The primary source of regulation regarding advertising residential property emanates from the Fair Housing Act as well as the Fair Housing Advertising guidelines promulgated by the United States Department of Housing and Urban Development. The guidelines set forth standards that advertisers should follow to avoid violating the Fair Housing Act, such as the use of words, phrases and visual aids as well as the selective use of advertising media and content. In addition to the Fair Housing Act, the Interstate Land Sales Full Disclosure Act includes required disclosures that must be included on printed material and literature used in connection with the sale or lease of certain property as well as advertising guidelines for developers regarding the sale of property which provide a non-exclusive list of advertising practices which are considered misleading and are used to evaluate advertising and marketing materials.

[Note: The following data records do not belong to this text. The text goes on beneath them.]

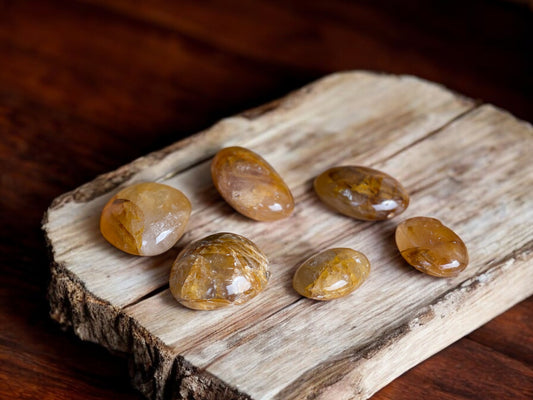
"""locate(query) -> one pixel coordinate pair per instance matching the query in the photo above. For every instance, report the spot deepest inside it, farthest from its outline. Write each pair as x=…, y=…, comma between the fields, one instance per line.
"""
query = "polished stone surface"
x=250, y=185
x=431, y=247
x=331, y=274
x=217, y=271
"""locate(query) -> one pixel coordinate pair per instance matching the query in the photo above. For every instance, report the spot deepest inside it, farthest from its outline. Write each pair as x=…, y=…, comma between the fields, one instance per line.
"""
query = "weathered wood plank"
x=465, y=164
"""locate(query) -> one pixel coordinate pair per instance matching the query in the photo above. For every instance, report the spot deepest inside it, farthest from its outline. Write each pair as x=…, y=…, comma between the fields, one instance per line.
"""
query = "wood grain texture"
x=449, y=153
x=88, y=86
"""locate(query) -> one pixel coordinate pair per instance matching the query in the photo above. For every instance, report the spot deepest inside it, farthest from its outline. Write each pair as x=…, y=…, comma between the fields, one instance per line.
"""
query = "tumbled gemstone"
x=250, y=185
x=431, y=247
x=362, y=193
x=218, y=270
x=331, y=274
x=145, y=219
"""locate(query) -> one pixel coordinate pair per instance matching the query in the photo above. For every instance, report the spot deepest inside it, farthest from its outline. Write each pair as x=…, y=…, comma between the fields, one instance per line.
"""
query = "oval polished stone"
x=331, y=274
x=218, y=270
x=361, y=193
x=431, y=247
x=145, y=219
x=250, y=185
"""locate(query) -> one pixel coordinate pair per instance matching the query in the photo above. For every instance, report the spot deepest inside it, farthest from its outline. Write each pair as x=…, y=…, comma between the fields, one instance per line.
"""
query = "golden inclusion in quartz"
x=361, y=192
x=331, y=274
x=218, y=270
x=145, y=219
x=431, y=247
x=250, y=185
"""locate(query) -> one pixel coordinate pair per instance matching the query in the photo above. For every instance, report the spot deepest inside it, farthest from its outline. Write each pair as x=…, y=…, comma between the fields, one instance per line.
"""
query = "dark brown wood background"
x=86, y=86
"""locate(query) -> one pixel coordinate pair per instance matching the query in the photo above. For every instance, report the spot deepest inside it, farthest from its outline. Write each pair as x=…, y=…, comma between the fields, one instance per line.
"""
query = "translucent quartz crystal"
x=219, y=270
x=431, y=247
x=145, y=219
x=361, y=193
x=331, y=274
x=250, y=185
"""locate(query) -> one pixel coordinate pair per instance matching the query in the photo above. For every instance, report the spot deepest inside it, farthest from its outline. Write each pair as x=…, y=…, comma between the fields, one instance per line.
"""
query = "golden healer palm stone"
x=250, y=185
x=217, y=271
x=145, y=219
x=361, y=192
x=331, y=274
x=431, y=247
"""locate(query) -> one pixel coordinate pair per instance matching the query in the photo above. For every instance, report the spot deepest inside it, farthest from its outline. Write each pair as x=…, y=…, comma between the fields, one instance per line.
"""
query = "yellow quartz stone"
x=217, y=271
x=361, y=192
x=250, y=185
x=331, y=274
x=431, y=247
x=145, y=219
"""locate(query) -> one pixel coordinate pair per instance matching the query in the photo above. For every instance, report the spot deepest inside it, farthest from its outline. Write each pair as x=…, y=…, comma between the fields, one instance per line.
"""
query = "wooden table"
x=87, y=86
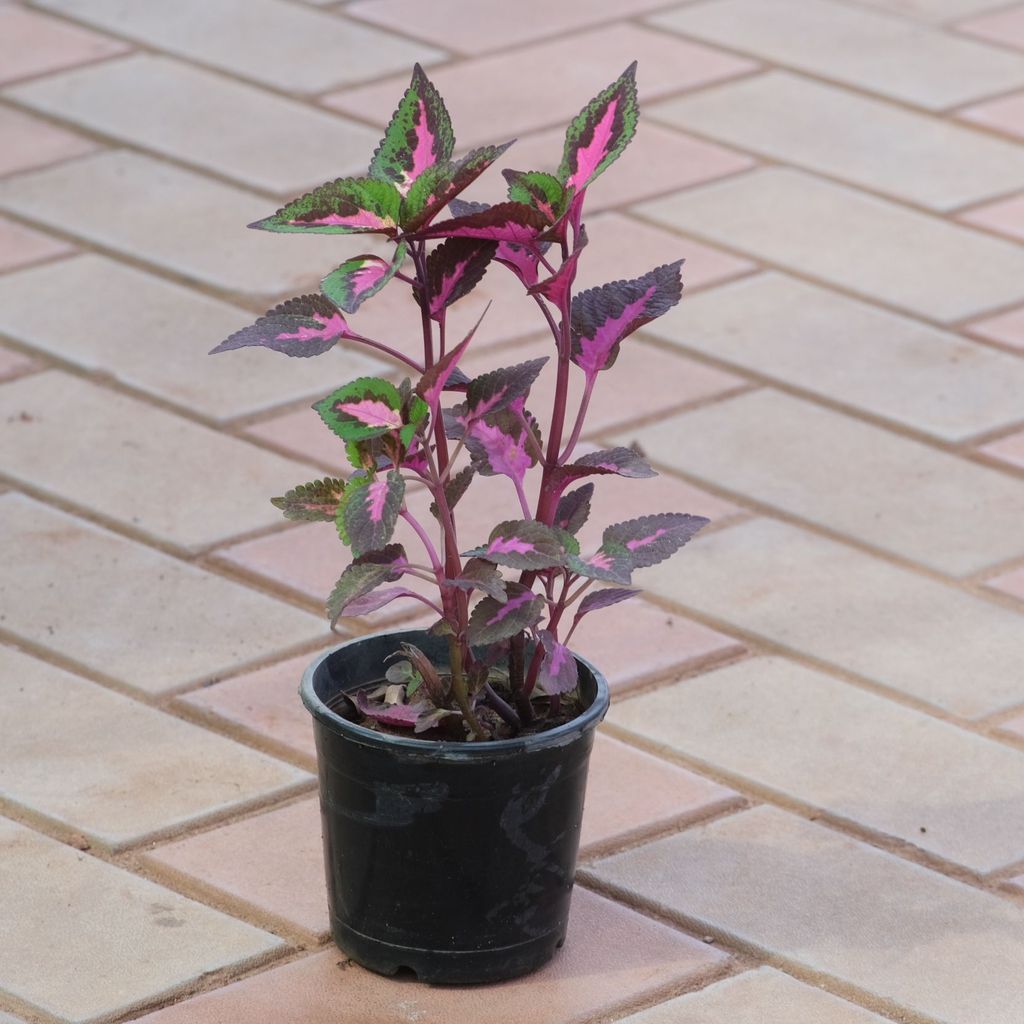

In addition to federal laws, Florida has its own advertising laws, regulations and guidelines. The Florida laws (a) prohibit false and misleading advertising, (b) require certain disclosures and disclaimers, including required disclosures in condominium advertising, advertising relating to vacation and timeshare sales, and advertising relating to the sale of mobile home park lots, (c) include guidelines with regarding to advertising subdivided lands, and (d) set forth advertising requirements for licensed brokers and contractors. Local county codes also require disclosures with respect to the sale of certain residential properties.

Marketing and advertising the sale of Florida property in other states must also comply with the laws of the states in which the advertising is being made. In addition, advertising in other states and national advertising campaigns raise issues relating to out-of-state registration requirements and other state’s laws relating to the sale of out-of-state property. Because the Internet offers national and international exposure, special considerations exist with respect to any marketing or advertisement content that is posted on the Internet.

The failure to comply with laws and regulations concerning advertising and marketing practices may give rise to private claims including claims for fraud, misrepresentation, unfair trade practices, and statutory claims. In addition, enforcement actions may be brought by governmental authorities and penalties may be imposed for failure to comply with advertising laws and regulations. Florida law also provides that any person who disseminates false or misleading information for the purpose of offering for sale or for the purpose of inducing or causing any other person to purchase or acquire an interest in real estate located in Florida is guilty of a misdemeanor of the second degree.